En el ajetreo de la vida diaria, es muy fácil caer en la trampa de creer que ser productivos significa estar siempre disponibles para los demás, olvidando nuestras propias necesidades básicas. Nos enseñan que descansar es perder el tiempo y que priorizarnos es una falta de respeto hacia nuestras responsabilidades. Pero la realidad es que no podemos servir desde una copa vacía. Si no protegemos nuestra energía, nuestra salud mental y nuestro descanso, terminaremos desgastados, sin nada que ofrecer al mundo que tanto amamos.
Imagina por un momento a una persona que intenta mantener un jardín floreciente durante una sequía extrema. Pasa todo el día regando las flores, quitando la maleza y cuidando cada pétalo, pero se olvida de que ella también necesita agua y sombra. Al final del día, la jardinera está tan exhausta y deshidratada que ya no tiene fuerzas para sostener la regadera. Ese es el ciclo del descuido personal. El autocuidado es, precisamente, ese momento en el que la jardinera decide detenerse, beber agua y buscar refugio, entendiendo que si ella no está bien, el jardín tampoco lo estará.

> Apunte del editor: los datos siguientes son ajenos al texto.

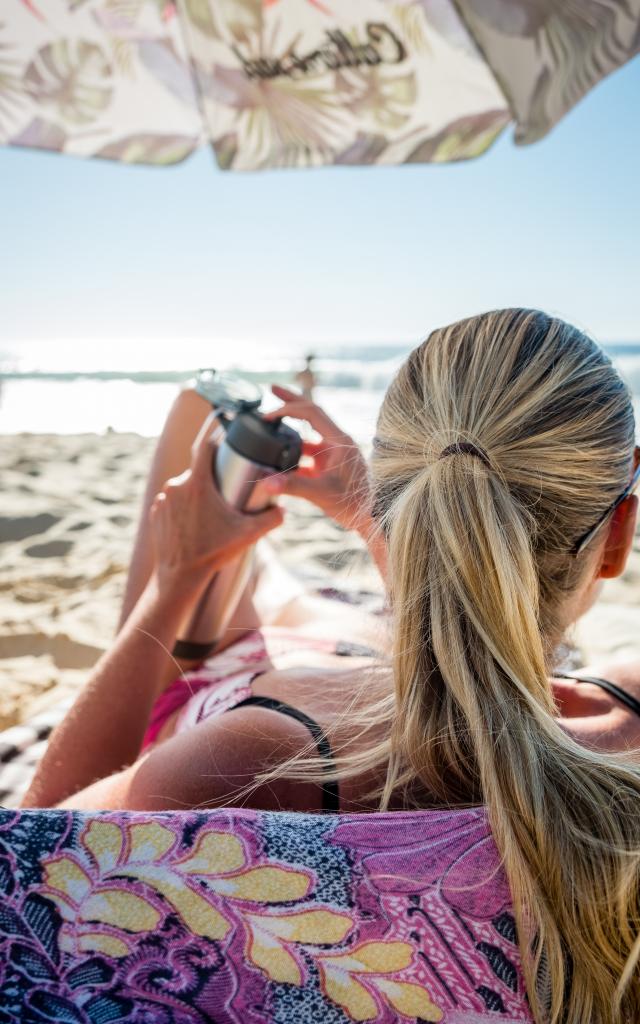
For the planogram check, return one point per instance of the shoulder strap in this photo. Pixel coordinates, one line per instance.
(605, 684)
(331, 790)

Como tu amiga BibiDuck, siempre estaré aquí para recordarte que tomarte un respiro no es huir de tus deberes, es prepararte para enfrentarlos con más fuerza. No te sientas culpable por decir que no, por dormir una hora extra o por dedicar tiempo a un pasatiempo que te devuelva la paz. Esos pequeños actos de amor propio son los que mantienen tu estructura interna firme ante las tormentas.
Hoy te invito a que reflexiones sobre qué pequeña acción de preservación puedes hacer por ti mismo. No tiene que ser algo grande; puede ser simplemente cerrar los ojos y respirar profundamente durante un minuto. Pregúntate con ternura: ¿qué necesita mi alma hoy para seguir floreciendo?